Since webbed parts are already singulated, oriented and precisely located, web handling is easier than feeding loose parts from a vibratory bowl. However, that’s not to say web handling doesn’t have its own unique challenges. “Handling a web is like pushing a rope,” says Ervin D. Fringer, program manager for Remmele Engineering (St. Paul, MN).

The rollers that pay out the web and take it up again are servo-driven. O’Hara advises engineers to adjust the roller speed and indexing speed so there’s some slack between the reel and the assembly machine. Decoupling the payout process from the assembly process is important, because the diameter of the reel-and therefore, its inertia-changes over time as material gets used up. “At start-up, you want to load a fairly substantial reel in the machine, so you’re dealing with a good deal of inertia,” O’Hara explains.

In the assembly zone, the web should be taught, but not so tight that it stretches. This will help to verify and maintain the position of the web both vertically and horizontally. Sprockets or clamps control the web in the assembly zone. If necessary, a vacuum can be applied beneath the web to ensure the material lays flat for processing. Machine vision can be used to inspect the web and orient actuators to fiducial marks.

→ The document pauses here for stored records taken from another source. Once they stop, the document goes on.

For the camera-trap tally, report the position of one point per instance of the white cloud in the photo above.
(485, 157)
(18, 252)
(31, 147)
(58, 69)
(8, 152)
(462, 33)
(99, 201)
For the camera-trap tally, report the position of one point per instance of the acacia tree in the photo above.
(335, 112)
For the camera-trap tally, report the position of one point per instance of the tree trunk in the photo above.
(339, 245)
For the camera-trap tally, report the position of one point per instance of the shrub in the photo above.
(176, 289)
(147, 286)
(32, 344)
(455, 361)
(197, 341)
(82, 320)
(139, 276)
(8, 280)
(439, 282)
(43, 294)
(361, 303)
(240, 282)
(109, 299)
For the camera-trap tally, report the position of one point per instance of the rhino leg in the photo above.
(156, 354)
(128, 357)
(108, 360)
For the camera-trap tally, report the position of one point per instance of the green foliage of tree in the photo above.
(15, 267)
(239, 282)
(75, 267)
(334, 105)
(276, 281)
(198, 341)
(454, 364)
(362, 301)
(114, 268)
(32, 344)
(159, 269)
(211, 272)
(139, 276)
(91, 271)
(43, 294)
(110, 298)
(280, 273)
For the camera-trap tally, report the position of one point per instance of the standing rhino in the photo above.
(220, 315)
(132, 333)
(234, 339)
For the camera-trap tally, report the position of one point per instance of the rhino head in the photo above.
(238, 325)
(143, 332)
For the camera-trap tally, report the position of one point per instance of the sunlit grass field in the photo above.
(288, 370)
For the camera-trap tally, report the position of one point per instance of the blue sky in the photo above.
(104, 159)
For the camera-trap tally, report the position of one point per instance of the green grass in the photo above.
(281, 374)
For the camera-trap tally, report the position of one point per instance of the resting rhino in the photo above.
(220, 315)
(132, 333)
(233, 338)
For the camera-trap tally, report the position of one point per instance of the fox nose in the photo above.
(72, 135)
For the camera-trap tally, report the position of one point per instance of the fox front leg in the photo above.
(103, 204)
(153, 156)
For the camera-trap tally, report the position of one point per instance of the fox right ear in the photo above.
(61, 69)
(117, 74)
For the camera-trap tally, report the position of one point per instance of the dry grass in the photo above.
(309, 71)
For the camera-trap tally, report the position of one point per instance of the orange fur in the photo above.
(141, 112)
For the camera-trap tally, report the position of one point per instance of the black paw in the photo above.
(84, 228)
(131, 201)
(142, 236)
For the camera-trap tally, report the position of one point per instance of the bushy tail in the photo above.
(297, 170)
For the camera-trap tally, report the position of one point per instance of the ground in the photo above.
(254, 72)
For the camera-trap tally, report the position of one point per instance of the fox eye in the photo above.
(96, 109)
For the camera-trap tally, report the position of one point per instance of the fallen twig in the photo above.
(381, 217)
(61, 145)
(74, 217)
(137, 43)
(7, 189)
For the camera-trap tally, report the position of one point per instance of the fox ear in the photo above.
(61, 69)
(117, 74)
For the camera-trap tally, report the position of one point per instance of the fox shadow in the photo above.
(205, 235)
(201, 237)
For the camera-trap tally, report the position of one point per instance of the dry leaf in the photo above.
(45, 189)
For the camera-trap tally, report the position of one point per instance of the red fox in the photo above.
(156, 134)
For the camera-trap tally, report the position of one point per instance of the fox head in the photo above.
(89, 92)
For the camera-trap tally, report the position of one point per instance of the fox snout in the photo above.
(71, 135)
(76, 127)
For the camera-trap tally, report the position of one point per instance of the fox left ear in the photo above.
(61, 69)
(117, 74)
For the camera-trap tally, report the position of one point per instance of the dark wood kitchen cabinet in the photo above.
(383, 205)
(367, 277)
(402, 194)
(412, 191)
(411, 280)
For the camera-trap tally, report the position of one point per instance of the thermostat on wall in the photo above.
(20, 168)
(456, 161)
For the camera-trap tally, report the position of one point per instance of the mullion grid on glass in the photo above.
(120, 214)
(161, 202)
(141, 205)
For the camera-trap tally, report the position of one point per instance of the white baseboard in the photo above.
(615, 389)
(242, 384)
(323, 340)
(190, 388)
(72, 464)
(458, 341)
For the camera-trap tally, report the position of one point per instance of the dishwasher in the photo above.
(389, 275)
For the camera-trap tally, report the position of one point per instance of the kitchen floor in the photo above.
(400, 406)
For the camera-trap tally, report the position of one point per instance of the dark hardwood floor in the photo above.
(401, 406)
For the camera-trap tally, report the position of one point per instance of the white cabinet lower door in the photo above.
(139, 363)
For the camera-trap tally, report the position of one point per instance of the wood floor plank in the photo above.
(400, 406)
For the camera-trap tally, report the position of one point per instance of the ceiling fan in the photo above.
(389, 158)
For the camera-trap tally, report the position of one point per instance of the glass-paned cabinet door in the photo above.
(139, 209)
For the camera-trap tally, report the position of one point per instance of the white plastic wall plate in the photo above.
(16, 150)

The repeatability of one pitch to the next is critical. Registration marks are particularly important on homogenous web materials. Such marks act as mile markers along the web. “Engineers should make sure their web suppliers maintain registration tolerances,” says Fringer.

It’s also a good idea to control temperature and humidity inside the machine. Excessive heat can alter the flexibility of the web material. Too little humidity can cause a build-up of static electricity, causing the web to stick to handling devices.

One example of an automation system that included web handling was recently built by Adaptive Equipment Inc. (Gainesville, FL) to assemble anti-theft tags for consumer products. A SCARA robot picks magnetic metal strips and places them on a web of pressure-sensitive adhesive. The end effector is a vacuum tool with 72 pairs of vacuum cups. The motion of the web is controlled by servo indexing and pneumatics. Machine vision registers the robot with the web after each index. The system assembles 20 tags per second.